= Hafida Izem =

Moroccan long-distance runner

Hafida Izem (born 20 April 1979) is a Moroccan marathon runner. She represented her country at the 2004 Summer Olympics. Based in Italy, she mainly competes in road races in the country, having won marathons in Bari, Treviso and Naples.

==Biography==
Her first international selection came at the 2001 Universiade, where she was 17th over 5000 metres. She won the Bari Marathon the following year. She opened her 2003 with a win at the Mare Monti half marathon and she improved her marathon best to 2:36.18 hours at the Rome City Marathon, coming fourth. She won the 2003 Prato Marathon in September.
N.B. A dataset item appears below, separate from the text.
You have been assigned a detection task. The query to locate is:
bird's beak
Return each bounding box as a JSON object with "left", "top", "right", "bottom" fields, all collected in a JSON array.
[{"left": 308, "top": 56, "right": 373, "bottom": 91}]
She ran a half marathon best to claim the title at the Roma-Ostia Half Marathon in February, winning in a time of 1:10:39 hours. In March, Izem became the inaugural women's winner of the 2004 Treviso Marathon, and just one week later she ran at the 2004 IAAF World Cross Country Championships, taking 65th place. She set a course record at the Vivicittà Firenze Half Marathon the following month. A marathon best of 2:36:02 came at the Neapolis Marathon in Naples and she gained selection to represent Morocco the event at the 2004 Athens Olympics. She was 27th in the Olympic marathon race in Greece.

Izem had a period of illness in 2005 but returned in 2006 to set a career best time of 2:31:30 hours at the Frankfurt Marathon, taking third place on the podium. She was fifth at the Roma-Ostia race in 2007, but took the top honours at the Citti di Pistoia Half Marathon a month later. She also ran a best for the 20 km (1:09:36) that month, coming fifth at the 20 van Alphen. She won the half marathon race at the 2011 edition of the Casablanca Marathon, then won the Half Marathon de Laayoune at the end of the year.